Las minorías en la teoría democrática no son las minorías identitarias, empezando por ahí. Un ordenamiento genuinamente liberal no clasifica a sus ciudadanos por “enfoques” de identidad. Para el Estado republicano y democrático, todos sus asociados nacen libres e iguales ante la ley. Una vez adultos, son ciudadanos seriados cuyas competencias deberían ser el factor principal que diferencie su futuro ocupacional.
Adicionalmente, dado nuestro centenario ordenamiento jurídico de base y cultura, nada perverso podría hacerle la mayoría gobernante al ejercicio de los derechos y libertades fundamentales de los ciudadanos, como portar cuanta identidad deseen –así gobierne la “cofradía de catatumba” de la derecha, como discriminatoriamente la denomina el columnista. Lo que irrita en cambio es que por vía judicial se imponga el privilegio del ejercicio de unas identidades sobre otras.
Dado que la izquierda, ahora en proceso de fusión bajo la batuta del ex negociador, no ha accedido al poder ejecutivo desde hace más de dos décadas (saben que a Santos “lo eligió Uribe” y que se reeligió fraudulentamente), han aprendido que consiguen respaldo electoral fragmentando la población mediante la creación incesante de identidades. Luego les aplican el mecanismo de reclutamiento electoral: victimizar su situación, asignar culpables, titularizarle “derechos” y asignarle cacique.
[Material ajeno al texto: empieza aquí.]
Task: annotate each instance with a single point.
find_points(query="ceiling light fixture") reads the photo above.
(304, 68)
Consiguen que el ciudadano, portador de múltiples intereses públicos, quede encerrado en una identidad minúscula y controlable. Si llegan a preguntar por aquellos intereses generales, la respuesta está lista: el Estado proveerá. Es decir, la futura élite de izquierda que controlaría esa provisión de bienes y servicios mediante estatismo y redes de proveedores capturadas por sus partidarios y familiares.
Cabe otra corrección al columnista: es la izquierda la que ha sido “perdedora en el terreno electoral”, insignificante en el plano de las ideas y ajena a un “omnipresente” concepto de liberalismo que coloca los retos generales inalcanzados o inacabados en primer lugar. De ahí que nuestra acostumbrada mayoría democrática se enfoque en particularidades, velocidades y estándares para resolver la ausencia del monopolio estatal de la fuerza, la debilidad de las economías de mercado o el déficit en infraestructuras de calidad.
Pero hay razones para preocuparse. El gobierno actual no luce conectado con la realidad que lo llevó a la victoria. Si bien aún queda tiempo para sincronizar con el mandato democrático, crece cada vez más una alternativa de izquierda que, gracias a mecanismos anti-liberales pero efectivos, puede lograr pronto el margen que le permita pasar a gobernar. Luego desatará la deformación anunciada de la democracia hasta convertirla en tiranía de una minoría.